The World Health Organization reports that worldwide measles deaths have fallen dramatically from an estimated 2.6 million annually before widespread vaccination to about 128,000 in 2021. But recent years have seen troubling reversals, with global cases increasing 79% in 2022 compared to 2021.
Dr. Theresa Tam, Canada’s Chief Public Health Officer, recently addressed these concerns during a press conference in Ottawa. “When we see a disease like measles returning, it often signals gaps in our health system that need urgent attention,” she said. “This isn’t just about one disease – it’s about maintaining vigilance against all preventable illnesses.”
In Prince George, I met with Jennifer Morris, who coordinates immunization campaigns for Northern Health. Her office walls are lined with vintage public health posters – visual reminders of an era when diseases like measles, polio, and diphtheria struck fear into communities.
“The most dangerous thing about successful public health initiatives is that they become invisible,” Morris says as she sorts through educational materials for an upcoming clinic. “We’ve been victims of our own success in a way. When people don’t see these diseases, they sometimes question why we’re still vaccinating against them.”
The COVID-19 pandemic further complicated matters. Routine childhood immunizations were delayed as healthcare systems focused on the immediate crisis, and some families remain hesitant to return to medical settings. Health Canada data shows that many children fell behind on their vaccination schedules during this period.
Indigenous communities face particular challenges, explains Dr. Nel Wieman, Deputy Chief Medical Officer at the First Nations Health Authority in British Columbia. “Many remote communities already struggle with healthcare access. When you add historical mistrust of government health initiatives, it creates complex barriers to vaccination.”
The pathway back to elimination status requires sustained high vaccination rates and the absence of ongoing transmission – goals that public health officials say are achievable but will require concentrated effort.

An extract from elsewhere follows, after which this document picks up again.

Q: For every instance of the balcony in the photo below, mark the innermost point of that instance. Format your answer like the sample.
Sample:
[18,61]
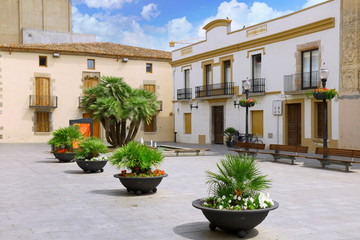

Community-based approaches show promise. In Toronto’s diverse Thorncliffe Park neighborhood, a coalition of religious leaders, healthcare workers, and community advocates increased vaccination rates by 15% over six months through culturally tailored outreach.
“People need to hear accurate information from voices they trust,” explains Imam Abdul Rashid, who helped organize vaccination clinics after Friday prayers at his mosque. “This isn’t just a medical issue – it’s about protecting our community’s most vulnerable members.”
As Canada works to regain its elimination status, Dr. Chen continues showing that faded photograph to parents who express vaccination hesitancy. Yesterday, she added a new image beside it – a graph showing Canada’s measles cases over time, with the recent uptick circled in red.
“History doesn’t always move forward,” she tells me as the afternoon sun casts long shadows across her office. “Sometimes we slide backward if we’re not careful. But we can reclaim what we’ve lost. We’ve done it before.”